The chancellor further held that, even if the contract were ambiguous, it should be construed against appellants, whose attorney prepared the contract. See Maddox v. St. Paul School District, 16 Ark. App. 112, 697 S.W.2d 130 (1985); Worthen Bank & Trust Co. v. Adair, 15 Ark. App. 144, 690 S.W.2d 727 (1985); Don Gilstrap Builders, Inc. v. Jackson, 269 Ark. 876, 601 S.W.2d 270 (Ark. App. 1980). Noting that the testimony was in direct conflict, he found that there was no agreement between the parties that appellee would have to be employed five years before being entitled to the stock. Had this requirement been intended, the chancellor concluded that it could have been easily set forth in the contract. Our supreme court has held that courts must not expand contracts beyond their terms and the intent of the parties. Harris v. Southern Farm Bureau Casualty Insurance Co., 247 Ark. 961, 448 S.W.2d 652 (1970). We believe the chancellor was entirely correct in his assessment of the facts and law.

The chancellor next addressed the issue of whether appellee had forfeited his right to enforce the stock transfer provision by breaching the covenant not to compete. On this point, the appellant relies on the settled rule that a party who first breaches a contract is in no position to take advantage of a later breach by the other party. Ben F. Levis, Inc. v. Collins, 215 Ark. 172, 219 S.W.2d 762 (1949).

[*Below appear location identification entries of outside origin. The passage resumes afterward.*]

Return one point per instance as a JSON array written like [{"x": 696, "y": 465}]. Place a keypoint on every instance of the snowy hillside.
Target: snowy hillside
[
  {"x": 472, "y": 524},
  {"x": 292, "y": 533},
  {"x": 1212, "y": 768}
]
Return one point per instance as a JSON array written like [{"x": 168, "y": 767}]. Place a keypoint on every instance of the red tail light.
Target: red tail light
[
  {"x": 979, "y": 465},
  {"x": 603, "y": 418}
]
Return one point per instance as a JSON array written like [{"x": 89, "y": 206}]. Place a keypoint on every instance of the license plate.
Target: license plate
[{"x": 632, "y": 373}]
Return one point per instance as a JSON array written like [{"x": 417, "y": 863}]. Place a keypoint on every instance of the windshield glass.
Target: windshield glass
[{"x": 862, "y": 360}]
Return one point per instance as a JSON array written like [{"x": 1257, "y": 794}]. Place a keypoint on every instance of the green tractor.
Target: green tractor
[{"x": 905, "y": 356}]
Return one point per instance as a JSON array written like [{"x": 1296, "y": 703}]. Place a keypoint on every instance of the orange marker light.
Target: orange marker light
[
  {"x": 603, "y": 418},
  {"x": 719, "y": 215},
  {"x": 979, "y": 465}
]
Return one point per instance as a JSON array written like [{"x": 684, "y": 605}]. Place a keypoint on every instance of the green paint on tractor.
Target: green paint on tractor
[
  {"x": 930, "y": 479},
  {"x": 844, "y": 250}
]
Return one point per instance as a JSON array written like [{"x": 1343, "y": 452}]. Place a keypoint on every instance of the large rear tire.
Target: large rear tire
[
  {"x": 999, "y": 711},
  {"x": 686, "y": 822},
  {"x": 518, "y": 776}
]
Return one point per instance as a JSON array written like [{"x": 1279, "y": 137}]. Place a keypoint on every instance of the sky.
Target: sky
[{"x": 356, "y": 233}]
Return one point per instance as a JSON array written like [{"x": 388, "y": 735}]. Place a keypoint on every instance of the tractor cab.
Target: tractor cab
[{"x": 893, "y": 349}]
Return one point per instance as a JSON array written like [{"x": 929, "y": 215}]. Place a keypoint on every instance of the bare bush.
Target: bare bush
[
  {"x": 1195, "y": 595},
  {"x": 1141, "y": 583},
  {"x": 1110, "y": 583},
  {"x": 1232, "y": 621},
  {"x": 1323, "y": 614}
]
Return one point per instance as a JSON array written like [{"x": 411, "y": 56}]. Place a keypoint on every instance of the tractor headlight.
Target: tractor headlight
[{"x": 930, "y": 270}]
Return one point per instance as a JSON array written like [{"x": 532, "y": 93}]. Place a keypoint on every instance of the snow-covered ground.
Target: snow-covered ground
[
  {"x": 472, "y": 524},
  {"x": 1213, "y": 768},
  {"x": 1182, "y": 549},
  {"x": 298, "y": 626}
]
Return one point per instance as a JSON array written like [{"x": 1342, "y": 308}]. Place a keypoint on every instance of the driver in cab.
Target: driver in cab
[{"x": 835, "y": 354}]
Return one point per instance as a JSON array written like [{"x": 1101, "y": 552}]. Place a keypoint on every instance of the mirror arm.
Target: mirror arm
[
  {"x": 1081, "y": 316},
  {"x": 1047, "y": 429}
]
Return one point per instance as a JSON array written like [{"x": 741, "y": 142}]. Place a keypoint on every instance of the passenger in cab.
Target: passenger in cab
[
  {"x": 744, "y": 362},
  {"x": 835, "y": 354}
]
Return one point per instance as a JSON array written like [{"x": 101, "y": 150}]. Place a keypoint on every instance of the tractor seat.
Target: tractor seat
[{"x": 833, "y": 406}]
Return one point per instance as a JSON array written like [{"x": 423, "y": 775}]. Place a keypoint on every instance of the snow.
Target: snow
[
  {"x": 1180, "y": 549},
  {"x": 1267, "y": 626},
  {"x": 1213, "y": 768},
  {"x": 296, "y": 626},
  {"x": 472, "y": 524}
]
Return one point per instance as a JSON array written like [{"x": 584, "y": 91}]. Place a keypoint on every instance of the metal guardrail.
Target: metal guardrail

Whether a restraint provision is reasonable or unreasonable is a question to be determined under the facts of each *12case. The trial court’s findings will not be reversed unless clearly erroneous. Madison Bank & Trust v. First National Bank of Huntsville, 276 Ark. 405, 409, 635 S.W.2d 268, 271 (1982). Generally, the enforceability of a covenant not to compete depends upon its reasonableness in light of the particular facts of the case. Girard v. Rebsamen Insurance Co., 14 Ark. App. 154, 685 S.W.2d 526 (1985).

It is generally accepted that the most important single asset of a business is its stock of customers, and that protection of this asset against appropriation by an employee is a legitimate interest of the employer. Borden Inc. v. Huey, 261 Ark. 313, 547 S.W.2d 760 (1977). However, the testimony presented to the trial court revealed no evidence that appellee maintained a personal relationship or acquaintance with appellants’ customers or that this “stock of customers” was appropriated by appellee when he left appellants’ employ. We also believe the fact that appellee purchased an ongoing business, with its own patrons, rather than a new business, is significant. Furthermore, there was no proof that appellee, who had worked in Kentucky Fried Chicken establishments for over ten years before 1980, acquired any trade secrets or confidential information from appellants.

The Arkansas courts have consistently held that a covenant not to compete is unenforceable if it would prohibit ordinary competition. Orkin Extermination Co., Inc. v. Weaver, 257 Ark. 926, 521 S.W.2d 69 (1975); Rebsamen Insurance v. Milton, 269 Ark. 737, 600 S.W.2d 441 (Ark. App. 1980); Import Motors, Inc. v. Luker, 268 Ark. 1045, 599 S.W.2d 398 (Ark. App. 1980). We agree with the chancellor in his determination that the covenant in question was void because it was intended only to protect appellants from ordinary competition. “A business cannot use a covenant not to compete to eliminate competition.” Rebsamen Insurance v. Milton, 269 Ark. at 744, 600 S.W.2d at 444.1

*13We further agree with the chancellor that, even if the covenant were enforceable, it was not breached because the Hush Puppy is not a “competing business” of appellants as set forth in the contract. The trial court noted that appellants’ Kentucky Fried Chicken restaurant is a fast-food establishment, serving primarily fried chicken, with the majority of the orders taken out for consumption. The Hush Puppy is a full-service restaurant, where its speciality, fish, is eaten mainly on the premises. In view of the above, as well as the fact that the two establishments have different seating capacities and hours, we agree with the chancellor that the Hush Puppy is not a “competing business” of Kentucky Fried Chicken.2

Based upon the testimony and exhibits presented, we cannot say that the chancellor’s findings were clearly against the preponderance of the evidence, nor can we say that his application of the law was erroneous.

Affirmed.

Cracraft, C.J., and Mayfield, J., agree.